The national surveillance program will register hundreds of National Guard members who served at the Qarmat Ali water- treatment plant, looking for health problems associated with hexavalent chromium exposure, such as asthma and lung cancer.
The monitoring is a victory for nearly 300 Oregon Army National Guard members and for Sen. Ron Wyden, D-Ore. Wyden proposed such a registry March 22 after veterans with breathing and skin problems told him in an emotional meeting in Portland that VA staff did not understand the hazards of their assignment.
Hexavalent Chromium
“This is a concrete step forward,” Wyden said. “But it is only a step.” He wants the VA to go further and presume a service connection that will increase access and benefits.
The program is more a medical monitoring program than a confirmation of health problems. The VA does not presume a veteran who served at Qarmat Ali is ill — nor that any specific diseases are linked to serving there.
But the Qarmat Ali Medical Surveillance program will standardize medical exams nationwide, focusing doctors’ attention on lung cancer and other related problems and help direct treatment. Among the steps: ear, nose, throat, lung and skin exams as well as regular chest X-rays, said Dr. Victoria Cassano, director of radiation and physical exposure for the VA’s Office of Public Health and Environmental Hazards.
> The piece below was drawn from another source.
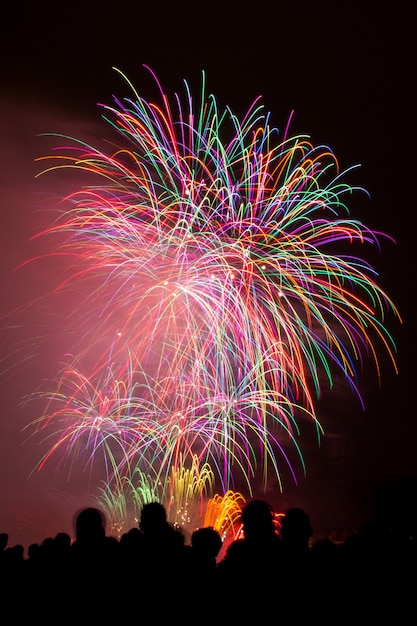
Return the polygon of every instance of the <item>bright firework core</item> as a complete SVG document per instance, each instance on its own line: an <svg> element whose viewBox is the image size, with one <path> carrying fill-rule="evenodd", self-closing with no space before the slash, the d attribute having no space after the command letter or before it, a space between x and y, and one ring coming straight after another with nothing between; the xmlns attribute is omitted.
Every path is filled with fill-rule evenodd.
<svg viewBox="0 0 417 626"><path fill-rule="evenodd" d="M86 177L39 236L69 259L49 295L88 297L27 429L50 444L39 469L104 468L114 527L158 500L180 526L227 533L255 478L282 491L306 471L301 424L320 441L334 372L360 398L363 353L378 371L380 343L396 367L382 322L398 312L355 256L383 235L349 218L363 190L328 147L281 137L258 101L241 121L220 110L204 73L197 109L186 83L171 104L155 81L161 104L127 81L131 98L101 105L108 152L54 135L65 143L41 159L42 174Z"/></svg>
Cassano said the registry connects veterans to a local coordinator and creates a long-term study group. She outlined the details to congressional staff and others Thursday, though the VA has not formally announced the program.
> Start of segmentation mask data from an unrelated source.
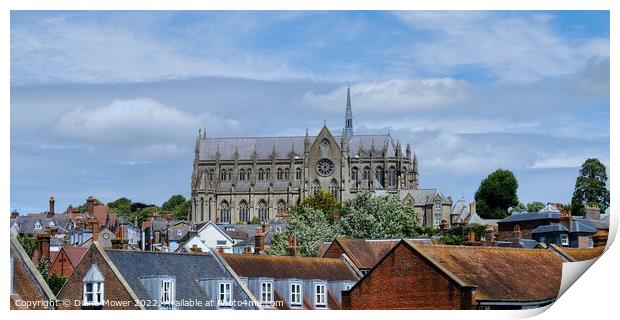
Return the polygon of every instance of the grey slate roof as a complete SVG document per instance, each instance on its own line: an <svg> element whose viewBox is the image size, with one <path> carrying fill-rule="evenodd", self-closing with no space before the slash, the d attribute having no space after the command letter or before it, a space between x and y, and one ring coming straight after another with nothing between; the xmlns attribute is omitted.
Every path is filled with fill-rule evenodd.
<svg viewBox="0 0 620 320"><path fill-rule="evenodd" d="M34 226L39 221L42 225L41 230L35 230ZM18 216L16 219L11 219L11 225L16 225L16 229L19 233L32 235L38 232L42 232L45 227L49 226L50 221L53 221L55 226L58 227L57 234L69 233L73 228L73 221L69 215L57 214L52 218L41 216Z"/></svg>
<svg viewBox="0 0 620 320"><path fill-rule="evenodd" d="M561 224L549 224L546 226L539 226L538 228L532 230L532 233L547 233L547 232L566 232L568 233L568 229L566 229Z"/></svg>
<svg viewBox="0 0 620 320"><path fill-rule="evenodd" d="M233 300L251 301L212 253L183 254L122 250L106 250L106 253L140 299L159 299L159 297L153 297L140 280L161 277L175 279L175 299L177 301L216 302L217 297L208 294L199 283L201 280L225 278L233 283ZM156 309L156 307L147 306L147 309L149 308ZM213 305L203 305L202 307L180 306L179 309L216 309L216 307ZM252 307L241 306L237 309L252 309Z"/></svg>
<svg viewBox="0 0 620 320"><path fill-rule="evenodd" d="M528 212L528 213L517 213L510 215L497 223L506 223L506 222L519 222L519 221L529 221L529 220L542 220L542 219L553 219L559 220L560 213L559 212Z"/></svg>
<svg viewBox="0 0 620 320"><path fill-rule="evenodd" d="M309 136L310 143L313 143L316 136ZM340 136L334 136L340 143ZM303 157L304 136L296 137L242 137L242 138L206 138L199 142L199 160L215 160L217 152L221 160L232 160L235 153L239 159L252 159L256 151L257 159L271 159L275 151L276 159L290 159L291 152L298 157ZM354 135L349 142L349 154L355 156L368 156L372 145L375 151L379 152L387 147L388 157L396 155L396 145L390 135Z"/></svg>
<svg viewBox="0 0 620 320"><path fill-rule="evenodd" d="M521 239L521 241L519 241L519 244L521 244L521 248L534 249L538 245L538 242L532 239Z"/></svg>
<svg viewBox="0 0 620 320"><path fill-rule="evenodd" d="M574 233L596 233L596 228L589 226L580 220L573 220L570 224L570 232Z"/></svg>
Oregon Democrats Reps. Earl Blumenauer and Kurt Schrader, and U.S. Sen. Jeff Merkley, all issued statements praising the new registry.
In the weeks after the invasion of Iraq, National Guard shooter teams were dispatched across oil fields to protect Kellogg, Brown and Root contractors working to restore oil production. Some soldiers arrived at a decrepit water-treatment facility outside Basra. There, a a corrosion fighter that contained hexavlaent chromium colored the desert sand orange and was, according to Senate testimony, “piled like snow.”
Troops who complained of the dust were told they had sand allergies. Months later, and after some soldiers developed holes in their nasal septums (called chrome nose), skin rashes or had other health problems, a KBR safety manager raised enough of an alarm to get the plant closed down. Units from Oregon, Indiana, West Virginia and South Carolina and individual soldiers from 17 other states had already guarded the plant between April and September, 2003.
The Army investigated Qarmat Ali in October — after a cleanup — and deemed there was little long-term risk to troops. It wasn’t until former KBR employees complained of their own health problems to Senate Democrats in 2008 that the extent of exposure became known. Twenty-six Oregon Guard, most of whom only became aware of the hazard of exposure by stories reported in the Oregonian, and more than 140 Indiana Guard have sued the defense contractor, claiming KBR managers downplayed or deceived soldiers about the hexavalent chromium risk. KBR was racing to complete the $2.5 billion contract for Restore Iraqi Oil.
Meanwhile, VA Sec. Eric Shinseki has focused more attention on environmental hazards of military service. On Wednesday the VA announced $2.8 million in new research into Gulf War illness. The Qarmat Ali program is a subset of the Gulf War Registry, established in late 1992.
Cassano said she will be in Portland on Monday to train VA doctors, social workers and compensation and benefit employees on health markers of hexavalent chromium exposure. She plans similar trainings around the country.
Former Oregon Guard Spc. Scott Ashby, 43, said when he first went to the Portland VA after he returned from Iraq in 2004 with esophageal ulcers and shortness of breath, he was the first Iraq veteran his Portland VA doctor had ever treated. She was very concerned and understanding but admitted she didn’t know much about hexavalent chromium exposure or the long-term effects. They have worked together to monitor him and gather more information. He said such a registry would help her, as well.
“I’m really happy the wheels are starting to turn,” he said. “It’s a good thing.”